しかし、本大会という真剣勝負の舞台で、ポルトガルは4年前と全く同じ壁にぶつかった。戦術的な引き出しの少なさ、大舞台での勝負弱さ、そしてロナウドという存在がもたらす光と影。これらの課題は、監督が代わっても何一つ解決されていなかったことが証明された形だ。カタールでの敗戦という高価な授業料を払いながら、そこから何も学んでいなかったのではないか。そうした厳しい批判が、ポルトガルのメディアやサポーターから噴出するのは必至だ。残りのグループステージで立て直す時間はまだあるが、初戦で露呈した問題は根深く、この一敗がチームに与える心理的なダメージは計り知れない。

日本の読者への解説

ポルトガル代表が直面するこの苦境は、日本のサッカーファンや関係者にとっても他人事ではない。特に「偉大なベテラン選手と世代交代」というテーマは、日本代表が長年抱えてきた課題と重なる。長友佑都選手や吉田麻也選手といったレジェンドたちがチームに与える影響の大きさと、彼らから次世代へスムーズにバトンを渡すことの難しさは、日本も経験してきた。ポルトガルのように、クリスティアーノ・ロナウドというあまりに巨大な存在がいる場合、その移行はさらに困難を極める。チームの戦術や雰囲気が良くも悪くもその一人に規定されてしまい、新しいチーム作りを阻害する可能性がある。このポルトガルの事例は、スター選手への依存がもたらすリスクを明確に示している。
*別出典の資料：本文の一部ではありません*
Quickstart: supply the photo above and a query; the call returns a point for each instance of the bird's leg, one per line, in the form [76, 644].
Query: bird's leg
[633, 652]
また、戦術的な観点からも示唆に富む。日本代表も、格下と見られる相手が守備を固めてカウンターを狙う「引き分け狙い」の戦いに苦しむことが多い。ポルトガルがモロッコの堅守を崩せなかったように、ボールを支配するだけでは試合に勝てない。守備ブロックをいかにしてこじ開けるか、多彩な攻撃パターンを持つことの重要性を改めて教えてくれる。モロッコが見せたような、組織的な守備と鋭いカウンターという戦い方は、今や世界のサッカーの潮流の一つであり、日本がW杯で勝ち進む上で必ず攻略しなければならない壁である。ポルトガルの失敗は、日本のサッカー界にとって、戦術的な引き出しを増やすことの緊急性を突きつける反面教師となるだろう。